Ich weiss, es ist in unserer Partei nicht üblich, dass man Texte vollständig liest, bevor man sie kommentiert. Du solltest es trotzdem versuchen, ich zitiere von oben: "siehe auch die Kommentare mit aktuellen Infos".
Der aktuellste Unfug ist aber noch gar nicht dort freigeschaltet, also hier direkt: Kleine Anfrage vom 24.7.2013 - http://www.landtag.nrw.de/portal/WWW/dokumentenarchiv/Dokument/MMD16-3631.pdf (bitte beachten: "sterben" in Anführungszeichen - und die lustigen bis absurden pseudo-wissenschaftlichen Verweise).

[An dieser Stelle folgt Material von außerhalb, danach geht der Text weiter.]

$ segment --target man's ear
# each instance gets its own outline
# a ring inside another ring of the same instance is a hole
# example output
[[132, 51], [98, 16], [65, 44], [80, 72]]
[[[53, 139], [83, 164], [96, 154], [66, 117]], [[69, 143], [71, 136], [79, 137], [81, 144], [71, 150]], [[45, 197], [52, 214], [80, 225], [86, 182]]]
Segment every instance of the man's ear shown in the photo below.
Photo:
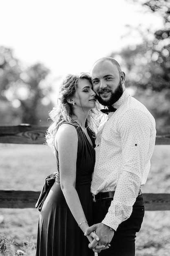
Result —
[[120, 79], [121, 79], [121, 83], [124, 83], [126, 79], [126, 74], [123, 71], [121, 72], [120, 74]]

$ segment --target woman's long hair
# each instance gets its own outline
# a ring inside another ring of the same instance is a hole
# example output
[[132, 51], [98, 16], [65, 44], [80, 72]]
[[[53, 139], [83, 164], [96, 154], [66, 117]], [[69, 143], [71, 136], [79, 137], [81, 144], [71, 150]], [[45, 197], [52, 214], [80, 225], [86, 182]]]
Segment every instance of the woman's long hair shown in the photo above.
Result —
[[[79, 126], [77, 121], [73, 119], [74, 114], [73, 104], [67, 101], [68, 97], [74, 95], [77, 88], [78, 79], [87, 79], [92, 84], [90, 76], [86, 73], [72, 75], [68, 74], [64, 79], [59, 91], [59, 104], [54, 107], [49, 113], [53, 122], [49, 127], [46, 134], [46, 144], [53, 151], [54, 140], [57, 130], [61, 124], [66, 122]], [[87, 116], [86, 126], [88, 127], [93, 132], [96, 134], [100, 121], [101, 113], [95, 108], [90, 110]]]

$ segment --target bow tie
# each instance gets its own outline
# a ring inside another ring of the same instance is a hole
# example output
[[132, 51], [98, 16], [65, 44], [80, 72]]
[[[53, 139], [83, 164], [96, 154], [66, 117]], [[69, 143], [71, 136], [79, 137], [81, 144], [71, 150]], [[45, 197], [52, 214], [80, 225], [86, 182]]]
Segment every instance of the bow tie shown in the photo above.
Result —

Symptomtisch durchaus auch http://christoph-hensen.de/rede-zum-nichtraucherschutzgesetz
Ein Nischenthema ist es eben nicht, weil einige Leute ganz massiv versuchen die Bevölkerung aufzuhetzen und dabei klar zu erkennen geben, dass sie mit Wissenschaft und Wahrheitsliebe nichts zu tun haben wollen und außerdem für ein paar dreckige Arbeitsplätze gerne auch Menschenleben opfern wollen. Und sowas geht einfach gar nicht.